You SHOULD leave the listen adress=0.0.0.0 (defaults to listen on ALL ip addresses on your machine).

In addition to your firewall, do you have any active anti-virus software that may also be performing firewall-like blocking security services? Many of the corporate anti-virus suites also act as firewalls (even if your Windows firewall is disabled)


(Oleg ) #3

I tried telneting to the port... 5000 and 9000 worked for the other services, but 7474 failed here too.

telnet 192.168.1.136 7474
Connecting To 192.168.1.136...Could not open connection to the host, on port 7474: Connect failed

I have the Windows Firewall disabled for private networks, and my anti-Virus turned off as well. What are the configuration lines that need to be changed from a stock .conf file to allow remote access? I've seen different answers, some of which are deprecated now.


(Mike Morley) #4

That actually looks like an auth error instead of a network error - try resetting the password you are using http://boopathi.me/blog/reset-neo4j-graph-database-password/


(Paul Drangeid) #5

Remove the following entries:
dbms.connector.bolt.listen_address=0.0.0.0:7687
dbms.connector.http.listen_address=0.0.0.0:7474

I believe the ONLY entry you should have needed to add/change is:
dbms.connectors.default_listen_address=0.0.0.0

I just tried it on my desktop install, and adding those bolt and http listen entries you had caused my remote access to stop working.
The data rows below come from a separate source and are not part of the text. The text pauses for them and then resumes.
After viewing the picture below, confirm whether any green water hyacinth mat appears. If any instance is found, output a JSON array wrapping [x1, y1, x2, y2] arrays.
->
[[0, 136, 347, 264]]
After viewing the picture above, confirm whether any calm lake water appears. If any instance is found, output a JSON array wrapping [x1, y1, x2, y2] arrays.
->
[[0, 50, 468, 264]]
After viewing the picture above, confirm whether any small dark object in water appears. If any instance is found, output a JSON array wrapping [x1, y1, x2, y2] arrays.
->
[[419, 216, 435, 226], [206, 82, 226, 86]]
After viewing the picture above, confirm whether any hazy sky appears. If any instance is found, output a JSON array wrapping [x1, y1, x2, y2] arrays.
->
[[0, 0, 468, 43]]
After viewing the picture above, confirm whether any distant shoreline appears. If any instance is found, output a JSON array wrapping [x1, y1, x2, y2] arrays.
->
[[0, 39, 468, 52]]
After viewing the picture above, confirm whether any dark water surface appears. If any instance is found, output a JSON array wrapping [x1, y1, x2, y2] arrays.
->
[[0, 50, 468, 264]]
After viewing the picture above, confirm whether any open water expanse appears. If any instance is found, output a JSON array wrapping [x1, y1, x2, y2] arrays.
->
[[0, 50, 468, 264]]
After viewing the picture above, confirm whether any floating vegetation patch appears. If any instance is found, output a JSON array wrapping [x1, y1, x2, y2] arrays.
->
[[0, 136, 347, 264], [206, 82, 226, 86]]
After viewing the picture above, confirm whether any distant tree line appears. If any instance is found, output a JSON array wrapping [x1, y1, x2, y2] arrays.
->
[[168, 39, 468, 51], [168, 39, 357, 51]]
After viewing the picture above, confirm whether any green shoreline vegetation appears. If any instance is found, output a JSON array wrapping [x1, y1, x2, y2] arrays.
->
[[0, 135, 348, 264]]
My entries look like this:

dbms.connectors.default_listen_address=0.0.0.0
dbms.connector.bolt.enabled=true
#dbms.connector.bolt.tls_level=OPTIONAL
#dbms.connector.bolt.listen_address=:7687

# HTTP Connector. There must be exactly one HTTP connector.
dbms.connector.http.enabled=true
#dbms.connector.http.listen_address=:7474

# HTTPS Connector. There can be zero or one HTTPS connectors.
dbms.connector.https.enabled=true
#dbms.connector.https.listen_address=:7473

(Oleg ) #6

Ok, I installed the Desktop version and was able to access a local database remotely, so that's something :slight_smile:

I'm more comfortable using the server version instead of the Desktop interface. Is there somewhere I could look for what else might be causing my issues? I feel as if a setting is cached somewhere and not reflecting what's in the .conf file. I tried a clean install of 3.4.9 and had the same issue. Even there I would get the authentication warning in the console on every browser refresh. I tried resetting the password as well, but that didn't change anything.